Oh nice, thanks, I missed this news for .NET 6.
I've used Mersenne Twister in the past for an app where the RNG pool
didn't need to be cryptographically secure but the algorithm did have to
be explicitly specified in the deliverable.
Also, interesting detail in the implementation as noted - if you just
use the Random directly, or use the new Random.Shared thread safe
instance you get xoshiro256**. However, if you seed Random, or derive
from it then it possibly becomes a breaking change and you get the old
behaviour: https://source.dot.net/#System.Private.CoreLib/Random.cs
There doesn't seem to be a way to explicitly opt-in or even seed the new
PRNG implementation though, so looks like it's been done as purely
performance optimisation, which is interesting.
-Tony
On 1/07/2022 11:22, Greg Keogh via ozdotnet wrote:
TGIF folks, FYI - I discovered by accident yesterday in this article
<https://blogs.siliconorchid.com/post/coding-inspiration/randomness-in-dotnet/>
that the algorithm used by the Random class has changed.

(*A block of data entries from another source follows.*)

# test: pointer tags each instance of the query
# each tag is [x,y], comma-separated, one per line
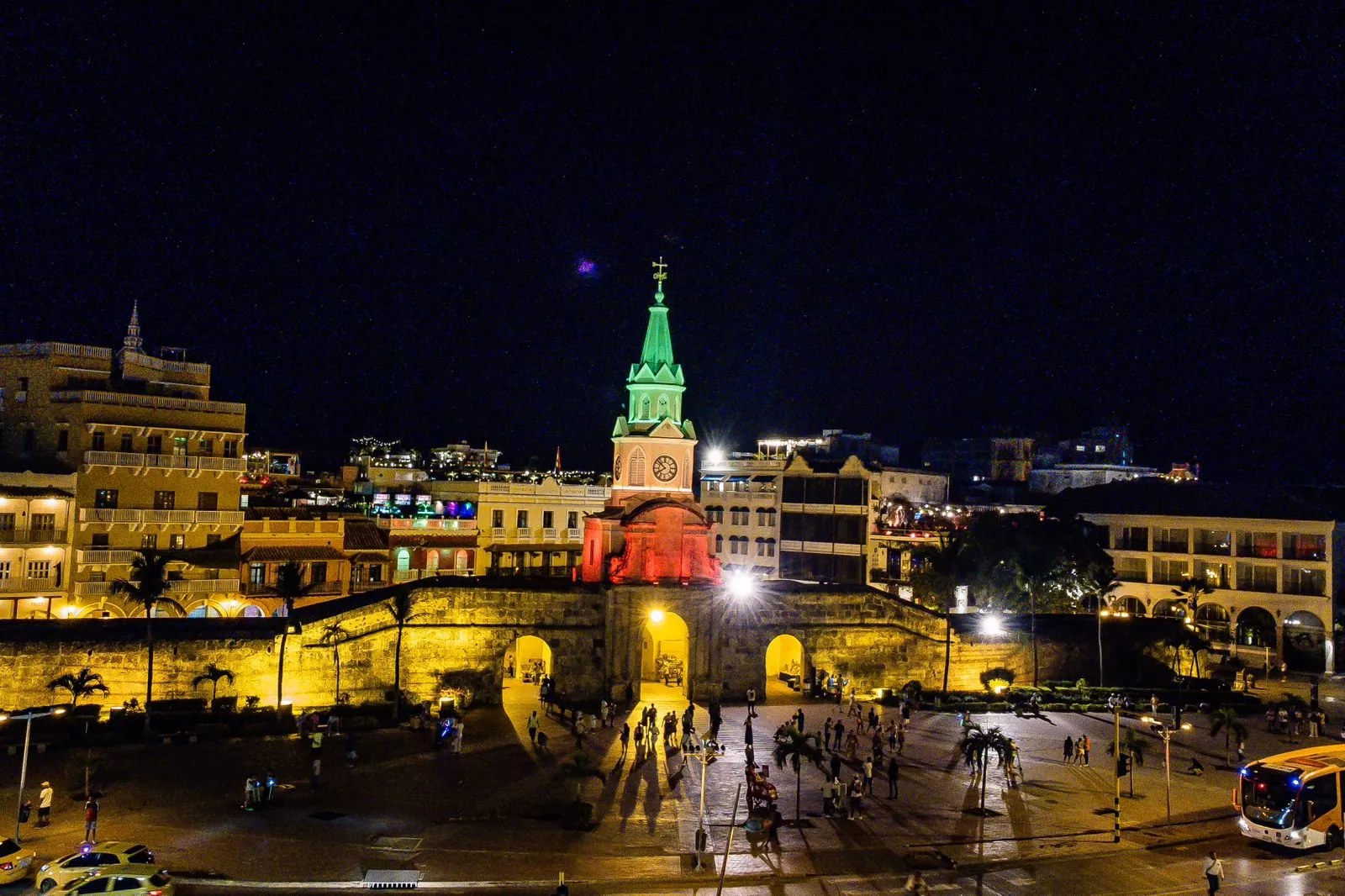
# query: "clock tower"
[654,447]
[652,532]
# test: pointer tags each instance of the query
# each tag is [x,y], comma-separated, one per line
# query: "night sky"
[912,222]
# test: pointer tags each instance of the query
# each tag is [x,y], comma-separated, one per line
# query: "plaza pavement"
[490,814]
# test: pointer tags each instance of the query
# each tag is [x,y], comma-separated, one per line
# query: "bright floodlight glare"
[740,586]
[992,626]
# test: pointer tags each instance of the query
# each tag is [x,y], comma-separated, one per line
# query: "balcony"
[188,463]
[202,586]
[103,556]
[161,517]
[158,403]
[33,535]
[11,586]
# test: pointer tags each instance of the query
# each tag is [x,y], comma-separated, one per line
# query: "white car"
[125,880]
[91,858]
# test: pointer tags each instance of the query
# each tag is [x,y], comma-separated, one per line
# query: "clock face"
[665,468]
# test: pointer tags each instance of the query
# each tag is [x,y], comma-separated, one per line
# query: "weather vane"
[661,273]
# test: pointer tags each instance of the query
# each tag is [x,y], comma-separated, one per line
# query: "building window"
[1131,568]
[1258,544]
[1174,541]
[1170,572]
[1305,582]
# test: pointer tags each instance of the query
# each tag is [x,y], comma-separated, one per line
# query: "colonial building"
[37,519]
[652,530]
[1274,557]
[158,459]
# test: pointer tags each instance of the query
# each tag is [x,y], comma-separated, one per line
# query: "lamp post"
[24,767]
[1167,734]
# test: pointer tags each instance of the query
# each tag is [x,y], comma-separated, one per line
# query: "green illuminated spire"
[656,383]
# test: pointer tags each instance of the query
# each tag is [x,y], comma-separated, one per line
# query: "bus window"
[1316,799]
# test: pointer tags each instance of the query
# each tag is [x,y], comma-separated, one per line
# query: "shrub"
[997,680]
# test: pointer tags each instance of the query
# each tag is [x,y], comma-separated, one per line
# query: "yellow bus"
[1293,799]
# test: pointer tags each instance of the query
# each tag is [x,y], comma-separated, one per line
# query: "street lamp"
[24,768]
[1167,734]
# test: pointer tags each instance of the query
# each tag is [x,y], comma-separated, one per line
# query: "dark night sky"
[905,222]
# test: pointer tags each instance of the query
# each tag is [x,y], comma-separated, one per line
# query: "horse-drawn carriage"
[760,790]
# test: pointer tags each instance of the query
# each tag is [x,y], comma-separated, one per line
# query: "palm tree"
[334,634]
[400,607]
[147,586]
[795,748]
[947,562]
[1228,724]
[81,683]
[977,744]
[1131,746]
[289,587]
[213,674]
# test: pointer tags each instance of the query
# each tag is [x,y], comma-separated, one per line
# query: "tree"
[975,747]
[400,607]
[81,683]
[946,564]
[1131,746]
[289,587]
[147,586]
[213,674]
[1228,725]
[333,635]
[794,750]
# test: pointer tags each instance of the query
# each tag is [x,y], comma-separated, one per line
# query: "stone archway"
[784,667]
[1305,642]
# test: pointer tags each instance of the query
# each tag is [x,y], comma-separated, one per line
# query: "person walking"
[1214,872]
[45,804]
[92,821]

Historically
it has used the Knuth subtractive algorithm
<https://www.informit.com/articles/article.aspx?p=2221790>, which is
old and respected, and reasonably simple. It holds its internal state
in a seeded int[56] array (I don't know how it scores on cruel tests
like BigCrush <https://en.wikipedia.org/wiki/TestU01>).

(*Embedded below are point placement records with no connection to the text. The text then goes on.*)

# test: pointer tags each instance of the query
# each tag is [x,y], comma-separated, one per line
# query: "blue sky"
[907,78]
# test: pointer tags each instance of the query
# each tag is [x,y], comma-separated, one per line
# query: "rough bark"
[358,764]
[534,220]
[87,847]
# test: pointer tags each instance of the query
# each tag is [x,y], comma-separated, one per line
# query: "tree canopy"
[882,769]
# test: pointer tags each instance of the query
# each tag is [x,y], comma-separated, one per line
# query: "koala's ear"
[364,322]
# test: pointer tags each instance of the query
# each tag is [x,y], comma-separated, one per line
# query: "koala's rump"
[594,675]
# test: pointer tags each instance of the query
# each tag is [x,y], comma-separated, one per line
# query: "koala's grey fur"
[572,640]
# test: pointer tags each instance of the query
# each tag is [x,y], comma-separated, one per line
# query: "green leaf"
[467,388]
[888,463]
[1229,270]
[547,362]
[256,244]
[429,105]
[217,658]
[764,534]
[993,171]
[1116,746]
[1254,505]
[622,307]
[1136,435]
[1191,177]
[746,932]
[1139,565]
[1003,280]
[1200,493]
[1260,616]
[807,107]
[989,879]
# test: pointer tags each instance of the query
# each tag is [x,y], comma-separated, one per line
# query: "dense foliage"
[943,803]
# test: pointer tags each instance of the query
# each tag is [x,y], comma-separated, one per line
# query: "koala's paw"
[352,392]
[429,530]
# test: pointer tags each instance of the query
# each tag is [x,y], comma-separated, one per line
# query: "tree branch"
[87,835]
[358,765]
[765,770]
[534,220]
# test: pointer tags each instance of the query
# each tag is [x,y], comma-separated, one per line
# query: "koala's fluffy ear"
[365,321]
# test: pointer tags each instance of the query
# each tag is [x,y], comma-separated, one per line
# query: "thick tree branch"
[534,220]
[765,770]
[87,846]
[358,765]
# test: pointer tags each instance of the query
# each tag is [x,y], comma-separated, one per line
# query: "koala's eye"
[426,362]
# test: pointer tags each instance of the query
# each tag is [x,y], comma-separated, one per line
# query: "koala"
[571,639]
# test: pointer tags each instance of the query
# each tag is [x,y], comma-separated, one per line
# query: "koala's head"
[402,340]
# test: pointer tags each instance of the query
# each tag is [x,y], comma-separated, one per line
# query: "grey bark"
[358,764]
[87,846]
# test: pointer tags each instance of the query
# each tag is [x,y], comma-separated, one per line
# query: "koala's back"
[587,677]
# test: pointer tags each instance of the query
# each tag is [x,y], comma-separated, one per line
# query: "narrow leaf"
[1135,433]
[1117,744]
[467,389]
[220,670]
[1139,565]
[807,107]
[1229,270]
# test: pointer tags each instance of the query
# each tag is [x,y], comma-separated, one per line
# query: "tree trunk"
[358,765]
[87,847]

It's been replaced with one of the set of new *xoroshiro* algorithms,
which I didn't know about until yesterday. The code is so short that
you can't believe they actually work and produce results that pass
tests that even some of the famous ones like Mersenne Twister can
fail. I'm just amazed by the brevity and quality
<https://prng.di.unimi.it/> (C code links top-right).
ILSpy shows how Random has been completely rejigged to use the new
algorithm or fallback to the internal Net5CompatDerivedImpl class.